Chapter 8

"The Man in the Baseball Hat"

HE WAS UP EARLY, WAS JAMES EVAN WILSON.

HE DIDN'T TURN ON THE LIGHTS, BUT BLUNDERED AWKWARDLY IN THE DARK, FEELING AROUND FOR THE OLD CLOTHING HE'D DUG OUT LAST NIGHT. THERE WAS A RAGGED SWEATSHIRT HE'D PULLED OUT OF THE TINY CLOSET. ITS FRAYED COLLAR WAS THREADBARE AND THERE WERE HOLES UNDER BOTH ARMS. HE FOUND A BASEBALL CAP OF DUBIOUS DESCRIPTION, SO HE PUT IT ON AND PULLED IT DOWN ON HIS FOREHEAD AND PEERED AT HIS DARKENED REFLECTION IN THE BATHROOM MIRROR. ALL HE COULD SEE WAS A FAINT OUTLINE OF SCRUFFY CHEEKS AND HAIR SPIKES BENEATH THE SCOOP, AND DEEP-SET DARK EYES THAT PEERED BACK OWLISHLY.

HE FOUND A FADED DENIM JACKET WITH WORN CORDUROY CUFFS AND COLLAR, AND AN OLD PAIR OF JEANS ON THE SAME HANGER. BOTH ITEMS HAD BELONGED TO SOMEONE WHO'D LEFT THEM THERE AND FORGOTTEN ABOUT THEM. BUT THAT WAS ANOTHER CLOSET IN ANOTHER APARTMENT A LONG TIME AGO. THE JEANS WERE TOO LONG AND TOO WIDE, BUT HE COULD ROLL UP THE CUFFS AND USE A BELT. HIS HIKING SHOES WERE ON THE SHELF IN THEIR ORIGINAL BOX; SELDOM USED, BUT THEY WOULD DO. THEY WERE HEAVY ENOUGH THAT IF THE MOUNTAIN KICKED HIM IN THE ASS, HE COULD KICK IT BACK. WHEN HE PUT EVERYTHING ON AND GOT IT ADJUSTED, HE FELT LIKE A REDNECK FROM BEAVER SPRINGS, PENNSYLVANIA.

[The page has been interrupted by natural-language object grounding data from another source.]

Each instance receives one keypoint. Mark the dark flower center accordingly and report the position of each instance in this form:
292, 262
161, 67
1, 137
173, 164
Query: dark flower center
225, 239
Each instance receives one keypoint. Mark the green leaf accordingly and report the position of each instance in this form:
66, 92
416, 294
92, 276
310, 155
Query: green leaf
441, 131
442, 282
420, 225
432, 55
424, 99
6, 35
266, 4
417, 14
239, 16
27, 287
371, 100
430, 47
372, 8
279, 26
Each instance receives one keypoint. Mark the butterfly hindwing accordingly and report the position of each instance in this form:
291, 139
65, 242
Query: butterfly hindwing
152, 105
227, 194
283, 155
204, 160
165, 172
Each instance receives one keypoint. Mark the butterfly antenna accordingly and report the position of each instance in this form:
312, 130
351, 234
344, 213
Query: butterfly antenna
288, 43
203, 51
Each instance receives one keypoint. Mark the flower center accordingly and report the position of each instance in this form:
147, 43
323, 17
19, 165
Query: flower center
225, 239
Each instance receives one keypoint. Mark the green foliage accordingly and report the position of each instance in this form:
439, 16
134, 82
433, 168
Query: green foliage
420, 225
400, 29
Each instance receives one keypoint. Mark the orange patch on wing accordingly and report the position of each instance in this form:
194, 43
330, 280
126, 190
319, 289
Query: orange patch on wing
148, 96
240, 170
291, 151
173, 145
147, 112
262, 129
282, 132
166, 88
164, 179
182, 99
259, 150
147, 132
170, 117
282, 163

It wasn't a 'mountain' in the true sense of the word. Locals called it "Hunchback Hill". It was a big pile of dirt and rock and prickly vegetation with a narrow trail chinked into the side of it. People came from all over to fight their way up through the briars and underbrush and rocky outcroppings to make it to the top. Sometimes they got beat up by the mountain, but they took the challenge anyway. And peed in the underbrush and took 'selfies' and bragged of their prowess.

Today James Wilson had a pressing need to see for himself if Hunchback Hill was still worth its nasty reputation. He left his pocket change on the kitchen table. Wouldn't need it among the nettles, briars and narrow escarpments. He was purposefully unshaven and his face would look like part of the under-growth. Even his best friend wouldn't know him.

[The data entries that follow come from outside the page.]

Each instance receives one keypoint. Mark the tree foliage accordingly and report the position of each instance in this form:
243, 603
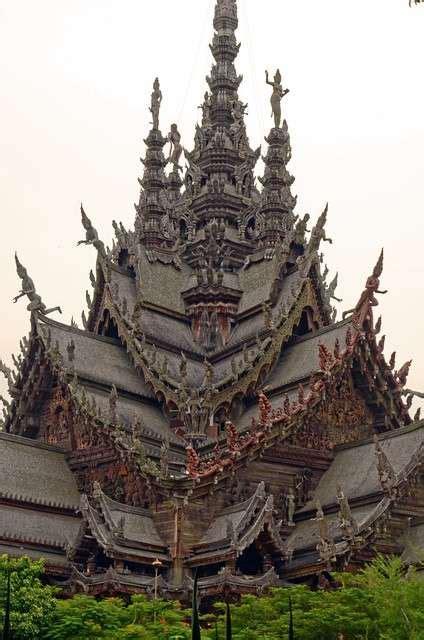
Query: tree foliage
381, 602
111, 619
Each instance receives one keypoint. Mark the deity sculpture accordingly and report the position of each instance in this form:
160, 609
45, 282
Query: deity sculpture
91, 235
175, 150
28, 289
206, 110
278, 94
156, 101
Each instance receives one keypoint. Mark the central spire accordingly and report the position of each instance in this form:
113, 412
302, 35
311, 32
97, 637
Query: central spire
223, 81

Then again, his "best friend" wasn't able to climb a mountain … and even if he was, he was not around to do so. His "best friend" had simply melted into the undertow of life, and the apartment he'd called 'home' for fifteen years had gone empty all the way to the paint on the walls. The last time James had driven past the place; there were Venetian blinds and lace curtains at the windows.

It took him awhile to get everything together. When he put on the raunchy old outfit, he found it to be surprisingly comfortable, although nothing would be missed if he decided to trash it all at adventure's end.

He had an article to write today, James Wilson did.

Papers to evaluate and a couple of patients to see … all previously scheduled for this morning. However, he'd been in no mood to concentrate on such things. He'd had a dream last night that took him back to difficult times, and when he woke this morning, it niggled at his memory in the manner of a cat niggling at the loose end of anything that dangled in the wind …

He cancelled today's appointments politely, left phone messages like the professional he was. He had to get away. Had to!

He was in just the right mood to tackle Hunchback Hill, however, even if it beat the hell out of him and he came home so bruised that his butt would be dragging his tracks shut. Tonight he would get himself hammered; bleary eyed drunk. Wasted. The remnants of the disturbing dream would recede back into his bleary conscience and life would go on the next morning. At least that was the plan.

It was breaking daylight when he stepped out his front door and locked it behind him. He descended the dark flight of stairs to street level and proceeded down the street to his car. He got in and started it up. He had to wait until the defroster cleared the windshield of a thin layer of ice crystals.

He should really look for another apartment. This one had no off-street parking, and it was like living in a broom closet. It was also beyond 'downtown'. Sometimes he had to park as far as a block away, and he didn't like that. Things were different now, and he often wished they weren't.

James put his heavy paper cup of strong black coffee in the space for it on the Volvo's console and decided against having breakfast. You didn't start up the side of Hunchback Hill with a lump of heavy food in your belly unless you intended to barf it all into the bushes about a third of the way up.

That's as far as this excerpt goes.